Ground-based Remote Sensing of Aerosol, Clouds, Dynamics, and Precipitation in Antarctica - First results from a one-year campaign at Neumayer Station III in 2023

Novel ground-based remote sensing observations of aerosols and clouds have been carried out in Antarctica at the German Neumayer Station III (70.67°S, 8.27°W) for a whole year. The deployment of the mobile exploratory platform OCEANET-Atmosphere brought full ACTRIS aerosol and cloud profiling capabilities next to meteorological, radiation, and air chemistry in-situ observations at the Antarctic station. Neumayer III is currently the only station on a floating ice shelf that is manned throughout the year, providing excellent conditions for studying atmospheric effects on the Antarctic ice shelf. For that deployment the standard instrumentation of OCEANET-Atmosphere (PollyXT Raman polarization Lidar, a HATPRO microwave Radiometer, a Cimel sun and lunar photometer, and Radiation sensors) was extended by a Mira-35 cloud radar, a scanning LITRA-S Doppler lidar and a Parsivel² optical disdrometer. Together, these instruments brought the full ACTRIS aerosol and cloud profiling capabilities to a region where sophisticated ground-based observations were not available. The synergy of the different instruments allows for detailed retrievals of aerosol and cloud properties, such as cloud-relevant aerosol properties, liquid droplet properties and ice crystal concentrations. While data analysis is ongoing, three scientific highlights have already been identified during austral fall and winter, namely: Observations of a persistent shallow mixed-phase cloud embedded in a plume of advected marine aerosol.
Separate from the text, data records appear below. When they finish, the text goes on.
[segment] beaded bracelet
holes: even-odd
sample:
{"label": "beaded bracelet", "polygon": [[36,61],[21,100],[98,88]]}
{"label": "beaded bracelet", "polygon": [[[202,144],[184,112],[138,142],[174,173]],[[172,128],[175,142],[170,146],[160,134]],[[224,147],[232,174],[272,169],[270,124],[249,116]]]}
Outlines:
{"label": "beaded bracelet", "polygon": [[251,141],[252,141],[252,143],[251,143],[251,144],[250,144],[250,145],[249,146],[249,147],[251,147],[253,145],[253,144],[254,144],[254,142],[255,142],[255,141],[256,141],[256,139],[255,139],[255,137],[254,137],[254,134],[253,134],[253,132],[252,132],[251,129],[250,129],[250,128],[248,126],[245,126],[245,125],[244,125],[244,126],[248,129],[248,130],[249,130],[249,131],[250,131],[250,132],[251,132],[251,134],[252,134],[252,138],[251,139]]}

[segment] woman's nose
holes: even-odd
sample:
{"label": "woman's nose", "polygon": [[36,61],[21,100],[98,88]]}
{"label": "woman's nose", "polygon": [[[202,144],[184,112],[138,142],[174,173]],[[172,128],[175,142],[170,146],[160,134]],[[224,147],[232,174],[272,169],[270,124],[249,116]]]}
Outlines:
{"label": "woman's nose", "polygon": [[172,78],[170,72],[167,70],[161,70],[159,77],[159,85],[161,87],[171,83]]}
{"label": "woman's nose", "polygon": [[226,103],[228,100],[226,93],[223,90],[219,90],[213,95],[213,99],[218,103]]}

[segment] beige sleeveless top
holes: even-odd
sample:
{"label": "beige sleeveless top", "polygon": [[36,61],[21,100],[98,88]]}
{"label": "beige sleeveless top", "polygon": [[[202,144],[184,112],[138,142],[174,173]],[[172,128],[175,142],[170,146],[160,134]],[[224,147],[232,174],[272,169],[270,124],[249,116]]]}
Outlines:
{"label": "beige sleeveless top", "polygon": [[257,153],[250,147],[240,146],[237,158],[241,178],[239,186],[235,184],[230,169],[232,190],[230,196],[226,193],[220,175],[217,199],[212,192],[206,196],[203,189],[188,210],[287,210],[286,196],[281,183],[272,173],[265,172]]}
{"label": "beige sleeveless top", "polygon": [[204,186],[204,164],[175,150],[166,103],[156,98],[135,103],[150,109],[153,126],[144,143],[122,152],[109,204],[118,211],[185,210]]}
State of the art microphysical retrievals are used to obtain aerosol and cloud microphysical properties. Closure between cloud-relevant aerosol particles and precipitating ice crystals was achieved, demonstrating that the cloud formed in an aerosol-limited environment. Two extraordinary warm air intrusions: One with intense snowfall produced the equivalent of 10% of the yearly snow accumulation, a second one with record high temperatures and heavy icing due to supercooled drizzle. Omnipresent aerosol layers in the stratosphere, contributing almost 50% to the aerosol optical depth of around 0.06 at 500nm. Lidar-derived optical signatures revealed sulphate aerosol in the stratosphere - most likely linked to the Hunga Tonga eruption in 2022. We will present an overview of the campaign, the three highlights and provide an outlook on potential future usage of the dataset.